Question 2: Did you try different similarity functions or embedding models for the relational data influence model?
Response: Yes. We experimented with different similarity functions (cosine, dot product, FFN) and embedding models (BERT vs. BGE) in Appendix C.4. We found that BGE outperforms BERT in approximating oracle data influences due to its optimization for sentence embeddings. Among similarity functions, using a trainable FFN achieves similar performance with our cosine similarity but adds parameters, while using dot product significantly reduces performance. These results validate our choice of cosine similarity that aligns with the original BGE. We will highlight this analysis in our main content and add an overview for Appendix C to better guide the readers.
We sincerely thank you again for your valuable time and thoughtful review. We're delighted that you recognize the motivation of our method and highlight our superior performance. In our revised version, we will compare different methods w.r.t. wall clock time and put all baselines in Figure 3.
I have read the author’s rebuttal and the other reviews. The addition of wall clock time measurements for MATES and Group-MATES is a substantial improvement to the paper and demonstrate to me that the performance gains from data selection will not necessarily be outweighed by the data selection methods. I would encourage the authors in future revisions to include relative efficiency gains in terms of wall clock time in addition to those given in terms of training tokens in Figure 3. I also appreciate the inclusion of the MATES baseline in Figure 3.
To reflect the improvements to the paper from the rebuttal, I am raising my score. My overall summary is that the gains from Group-MATES over MATES are modest which is still reflected in my significance score but the revisions from the rebuttal now give the reader a much clearer picture of the computational cost and relative efficiency gains of these methods.
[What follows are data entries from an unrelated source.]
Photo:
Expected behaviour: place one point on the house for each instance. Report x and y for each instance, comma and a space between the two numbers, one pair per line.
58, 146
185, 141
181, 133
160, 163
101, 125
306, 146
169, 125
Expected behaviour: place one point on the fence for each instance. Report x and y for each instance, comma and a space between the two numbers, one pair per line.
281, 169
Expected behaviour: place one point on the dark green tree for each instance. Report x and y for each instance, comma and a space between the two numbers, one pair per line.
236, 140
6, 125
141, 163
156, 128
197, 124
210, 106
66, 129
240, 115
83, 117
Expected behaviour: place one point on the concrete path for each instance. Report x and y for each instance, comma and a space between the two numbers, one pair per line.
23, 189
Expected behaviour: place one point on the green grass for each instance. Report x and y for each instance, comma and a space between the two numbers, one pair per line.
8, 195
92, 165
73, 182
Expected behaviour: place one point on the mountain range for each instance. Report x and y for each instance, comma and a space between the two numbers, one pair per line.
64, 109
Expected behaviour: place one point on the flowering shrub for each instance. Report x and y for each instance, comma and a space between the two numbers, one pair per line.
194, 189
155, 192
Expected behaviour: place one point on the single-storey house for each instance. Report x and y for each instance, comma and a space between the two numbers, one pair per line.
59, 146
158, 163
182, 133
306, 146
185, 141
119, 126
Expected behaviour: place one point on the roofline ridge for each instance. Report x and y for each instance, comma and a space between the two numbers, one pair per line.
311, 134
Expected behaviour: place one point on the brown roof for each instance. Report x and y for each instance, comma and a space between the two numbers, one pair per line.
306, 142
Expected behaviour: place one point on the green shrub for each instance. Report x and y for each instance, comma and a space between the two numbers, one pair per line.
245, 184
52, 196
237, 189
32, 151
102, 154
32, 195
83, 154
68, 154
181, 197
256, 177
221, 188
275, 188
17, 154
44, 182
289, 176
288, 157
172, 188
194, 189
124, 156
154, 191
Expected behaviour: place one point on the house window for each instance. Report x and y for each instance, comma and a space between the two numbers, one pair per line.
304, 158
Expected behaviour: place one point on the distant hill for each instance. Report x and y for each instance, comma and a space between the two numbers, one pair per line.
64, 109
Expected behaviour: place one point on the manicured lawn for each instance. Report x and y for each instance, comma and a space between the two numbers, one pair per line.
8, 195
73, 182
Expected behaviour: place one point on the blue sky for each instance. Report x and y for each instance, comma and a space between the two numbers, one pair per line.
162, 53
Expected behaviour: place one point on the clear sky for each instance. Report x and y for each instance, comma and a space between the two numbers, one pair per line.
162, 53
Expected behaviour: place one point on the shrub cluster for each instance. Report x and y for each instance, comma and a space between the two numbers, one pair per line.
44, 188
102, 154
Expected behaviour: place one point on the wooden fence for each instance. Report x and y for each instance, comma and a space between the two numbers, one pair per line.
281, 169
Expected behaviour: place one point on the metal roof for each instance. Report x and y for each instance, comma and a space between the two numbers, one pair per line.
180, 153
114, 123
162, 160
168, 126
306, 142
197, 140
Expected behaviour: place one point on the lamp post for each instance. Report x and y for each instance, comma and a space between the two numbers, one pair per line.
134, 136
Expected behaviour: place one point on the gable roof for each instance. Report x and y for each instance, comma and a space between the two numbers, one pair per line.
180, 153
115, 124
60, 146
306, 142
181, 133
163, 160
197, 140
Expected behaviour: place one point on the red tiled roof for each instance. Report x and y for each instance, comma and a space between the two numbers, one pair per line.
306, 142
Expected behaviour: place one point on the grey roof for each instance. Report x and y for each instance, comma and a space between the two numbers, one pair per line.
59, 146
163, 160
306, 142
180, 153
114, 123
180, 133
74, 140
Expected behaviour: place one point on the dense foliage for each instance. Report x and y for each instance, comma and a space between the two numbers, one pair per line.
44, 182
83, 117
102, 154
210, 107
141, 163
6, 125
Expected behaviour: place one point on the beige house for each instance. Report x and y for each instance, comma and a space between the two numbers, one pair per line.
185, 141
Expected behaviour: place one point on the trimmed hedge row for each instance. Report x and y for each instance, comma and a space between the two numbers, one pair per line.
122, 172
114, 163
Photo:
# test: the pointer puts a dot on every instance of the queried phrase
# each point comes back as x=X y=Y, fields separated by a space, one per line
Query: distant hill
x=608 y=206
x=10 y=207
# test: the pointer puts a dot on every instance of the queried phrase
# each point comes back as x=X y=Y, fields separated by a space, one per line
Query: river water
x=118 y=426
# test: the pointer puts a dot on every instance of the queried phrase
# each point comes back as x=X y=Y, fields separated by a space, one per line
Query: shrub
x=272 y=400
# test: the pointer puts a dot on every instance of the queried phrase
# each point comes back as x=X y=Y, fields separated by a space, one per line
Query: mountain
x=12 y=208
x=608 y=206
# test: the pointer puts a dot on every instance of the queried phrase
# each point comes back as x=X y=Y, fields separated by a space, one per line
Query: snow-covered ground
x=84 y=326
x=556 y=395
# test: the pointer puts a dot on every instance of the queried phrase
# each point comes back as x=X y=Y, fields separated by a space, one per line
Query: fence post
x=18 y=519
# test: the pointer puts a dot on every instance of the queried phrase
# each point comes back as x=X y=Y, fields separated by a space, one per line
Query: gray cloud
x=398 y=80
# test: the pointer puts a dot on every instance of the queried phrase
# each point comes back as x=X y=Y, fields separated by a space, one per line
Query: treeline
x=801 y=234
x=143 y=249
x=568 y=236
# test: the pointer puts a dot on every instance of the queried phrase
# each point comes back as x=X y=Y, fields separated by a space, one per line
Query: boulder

Thank you very much for recognizing our rebuttal and for your helpful suggestions!
We will include the efficiency comparison with respect to wall clock time, as well as add the MATES baseline to Figure 3 in the revised version of the paper.
Dear Reviewer,
Thank you once again for taking the time to review our paper. If there are any additional concerns or questions, please do not hesitate to let us know. We would be happy to address them promptly.
Thank you!
Dear Reviewers,
Thank you for your time and effort in reviewing this paper. If you haven’t done so already, please take a moment to read all other reviews and the author's rebuttals. We also encourage you to engage in further discussion with the authors. If you plan to do so, please post your follow-up questions as soon as possible so that the authors have sufficient time to respond.
Thank you for your continued contributions to the review process.
Best,
AC
This paper studies group-level data selection for efficient language model pretraining. The authors introduce Group-MATES, a method that leverages a separately trained relational data influence model for data selection. The authors also propose a cluster-based approach to further accelerate the selection process. Empirical results demonstrate the effectiveness of the proposed approach. After the rebuttal, all reviewers leaned toward acceptance.